What makes Van Sant's film different, though, is that he hasn't reworked or updated Psycho. He has followed the original virtually shot by shot. The script is the same - give or take a few embellishments provided by the original screenwriter, Joseph Stefano. Bernard Herrmann's unforgettable jarring score has been retained, albeit with a technically improved new recording. Even Saul Bass's eerily dislocated opening credit sequence survives intact.

The only significant difference, in fact, is Van Sant's decision to shoot Psycho in colour. Otherwise, he has taken near-fetishistic pride in following Hitchcock to the letter. The film was made according to the same shooting schedule, on many of the same sets, and for a comparable amount of money. The car that the ill-fated Marion Crane (Janet Leigh in the original, Anne Heche now) buys in a hurry in Bakersfield has the same number plate as in the original, and the newspaper in which she wraps the money she has stolen carries the same headline. Even Hitchcock's refusal to hold advance screenings for critics was emulated when the film opened in the United States earlier this month. (It will be coming to Britain in January.)

All of which begs the question: if nothing has changed, why bother remaking Psycho at all? That was the question that executives at Universal Studios asked Van Sant when he first came up with the idea in 1989. To some extent, they are still asking it. The only reason that they allowed the film to be made was as a reward for Van Sant's work on last year's runaway box- office hit, Good Will Hunting. The price tag, $25m, seemed like a bargain even for a project they did not really understand. So what is the reason for making it? Van Sant has been infuriatingly enigmatic on this point. "Part of the answer to why is that we don't know the answer why," he said in a recent interview with the New York Times. "It's sort of like people asking, why did Columbus sail west?"

Such sentiments clearly aren't going to sell many tickets, so Universal has packaged the film as an opportunity for today's teen horror crowd to become acquainted with a classic shocker from an earlier generation. It hasn't been a very effective marketing strategy, since women slashed to death in showers are two-a-penny these days. Besides, Brian DePalma already provided the same service with his far more lurid Psycho-inspired thriller, Dressed To Kill, in 1978.

The Van Sant Psycho feels more like an art school joke, a piece of conceptual film-making in which the finished product is less important than the idea behind it. Watching it is like a parlour game, trying to spot the ways in which it differs from (and invariably falls short of) the original, and relishing the visual surprises afforded by colour, such as Marion Crane's bright orange brassiere.

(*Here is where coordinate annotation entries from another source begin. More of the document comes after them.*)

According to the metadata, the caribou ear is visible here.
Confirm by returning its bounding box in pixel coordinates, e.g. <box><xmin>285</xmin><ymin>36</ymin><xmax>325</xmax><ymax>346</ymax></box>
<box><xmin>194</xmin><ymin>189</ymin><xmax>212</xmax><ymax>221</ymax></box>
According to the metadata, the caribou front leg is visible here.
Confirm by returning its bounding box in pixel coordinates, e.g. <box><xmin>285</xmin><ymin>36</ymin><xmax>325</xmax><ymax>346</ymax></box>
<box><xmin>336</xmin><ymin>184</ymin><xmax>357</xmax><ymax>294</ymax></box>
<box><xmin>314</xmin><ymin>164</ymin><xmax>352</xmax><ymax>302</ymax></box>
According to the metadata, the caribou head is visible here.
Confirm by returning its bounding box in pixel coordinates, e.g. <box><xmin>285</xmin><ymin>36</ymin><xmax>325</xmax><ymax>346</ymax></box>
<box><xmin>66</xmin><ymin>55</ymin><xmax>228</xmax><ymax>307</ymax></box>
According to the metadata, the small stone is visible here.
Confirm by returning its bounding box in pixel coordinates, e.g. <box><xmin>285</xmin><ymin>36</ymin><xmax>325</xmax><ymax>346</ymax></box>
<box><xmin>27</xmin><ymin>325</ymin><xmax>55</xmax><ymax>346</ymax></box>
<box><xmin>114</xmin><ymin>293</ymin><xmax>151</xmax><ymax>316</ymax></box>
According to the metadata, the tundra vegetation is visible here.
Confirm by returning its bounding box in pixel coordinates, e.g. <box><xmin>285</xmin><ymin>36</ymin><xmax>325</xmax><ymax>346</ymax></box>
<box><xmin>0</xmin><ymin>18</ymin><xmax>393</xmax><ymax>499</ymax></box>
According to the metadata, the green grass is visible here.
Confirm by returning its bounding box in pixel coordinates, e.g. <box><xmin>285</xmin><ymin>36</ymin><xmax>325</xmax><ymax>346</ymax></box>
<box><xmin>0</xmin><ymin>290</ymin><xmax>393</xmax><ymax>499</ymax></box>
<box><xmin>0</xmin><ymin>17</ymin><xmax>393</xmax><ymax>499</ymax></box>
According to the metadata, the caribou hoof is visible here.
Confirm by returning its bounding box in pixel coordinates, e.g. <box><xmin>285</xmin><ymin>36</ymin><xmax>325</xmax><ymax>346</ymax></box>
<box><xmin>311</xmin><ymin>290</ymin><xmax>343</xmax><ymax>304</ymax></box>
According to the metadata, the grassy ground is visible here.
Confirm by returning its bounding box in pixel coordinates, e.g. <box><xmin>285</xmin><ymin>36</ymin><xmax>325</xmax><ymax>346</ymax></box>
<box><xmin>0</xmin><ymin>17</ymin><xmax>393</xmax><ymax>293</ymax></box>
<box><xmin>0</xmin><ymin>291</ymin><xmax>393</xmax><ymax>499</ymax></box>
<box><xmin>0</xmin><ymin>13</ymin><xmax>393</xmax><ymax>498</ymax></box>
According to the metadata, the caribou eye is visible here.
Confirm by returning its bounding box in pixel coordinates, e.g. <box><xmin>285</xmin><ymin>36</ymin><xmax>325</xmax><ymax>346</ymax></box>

Certainly, the plot offers no surprises. The actors have an impossible task, playing out a story that belongs to the early Sixties while pretending that they are really in 1998. Anne Heche and Vince Vaughn cannot begin to compete with the standards set by Janet Leigh and Anthony Perkins, though one can hardly blame them for looking rather out of place. Perhaps the best way to appreciate Van Sant's purpose is to imagine a cultural convention many centuries from now, in which a venerable archaeologist claims to have found a copy of Hitchcock's great lost masterpiece. "The print is badly faded and the credits are illegible," he says, "but the storyline and the editing techniques give every reason to believe that it is the genuine Psycho."

"Nonsense," cries a dissenting film historian. "Forensic evidence suggests this is not Hitchcock's black-and-white, but faded colour, and the heroine looks nothing like the portraits available to us of Janet Leigh. It is a fake!" At which point, no doubt, Van Sant would chuckle from beyond the grave. Whether he has produced something of interest to present- day audiences, though, is another matter.